Probes: RET (10q11.2)
Disease(s): Lung cancer, thyroid cancer
RET gene rearrangements that result in growth-promoting chimeric or fusion proteins are found in 1-2% of adenocarcinoma-containing non-small cell lung cancer (NSCLC) and 20-40% of sporadic papillary thyroid carcinoma (PTC). In lung cancer, the most common rearrangement partner is KIF5B, followed by PTC1 and PTC3 rearrangements which are the most common in PTC. RET rearrangements in NSCLC are generally mutually exclusive of mutations in EGFR, KRAS, ALK, and ROS1. Patients tend to be younger (<60) and lack smoking history. Early clinical studies in NSCLC show response to multi-kinase inhibitors. By identifying PTC, RET rearrangements are one of several genetic markers useful for classifying indeterminate thyroid FNA cytology results. Sequence-variant mutations in the RET gene associated with MEN2 syndrome or sporadic medullary thyroid carcinoma (MTC) will not be detected by FISH; next-gen sequencing for the RET gene may be considered instead.
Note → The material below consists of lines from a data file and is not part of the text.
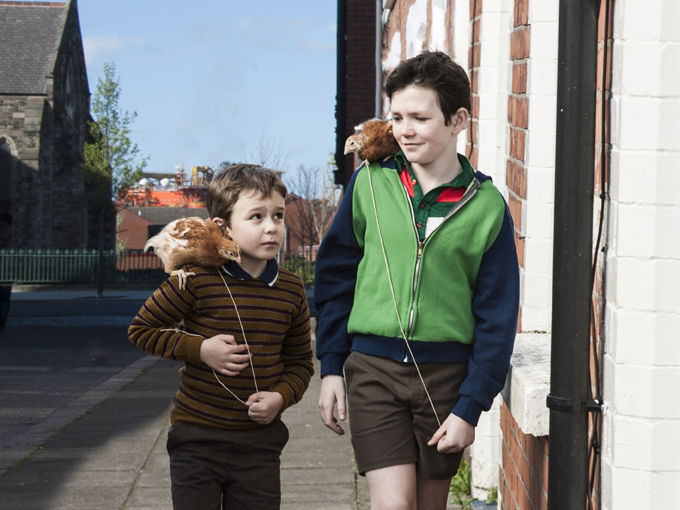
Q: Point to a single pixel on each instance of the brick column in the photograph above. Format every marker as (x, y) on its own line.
(518, 120)
(523, 482)
(474, 59)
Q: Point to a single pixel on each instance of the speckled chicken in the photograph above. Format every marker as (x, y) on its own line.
(192, 241)
(375, 142)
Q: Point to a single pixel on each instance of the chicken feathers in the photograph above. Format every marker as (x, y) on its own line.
(192, 241)
(375, 142)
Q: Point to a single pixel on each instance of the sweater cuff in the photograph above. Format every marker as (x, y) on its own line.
(193, 349)
(468, 410)
(287, 394)
(332, 364)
- Bone marrow aspirate: N/A
- Peripheral blood: N/A
- Fresh, unfixed tissue: N/A
- Fluids: N/A
- Paraffin block: Send paraffin block. Also send circled H&E slide for tech-only (required).
- Cut slides: H&E slide (required) plus 4 unstained slides cut at 4-5 microns. Circle H&E slide for tech-only.
Use cold pack for transport. Make sure cold pack is not in direct contact with specimen.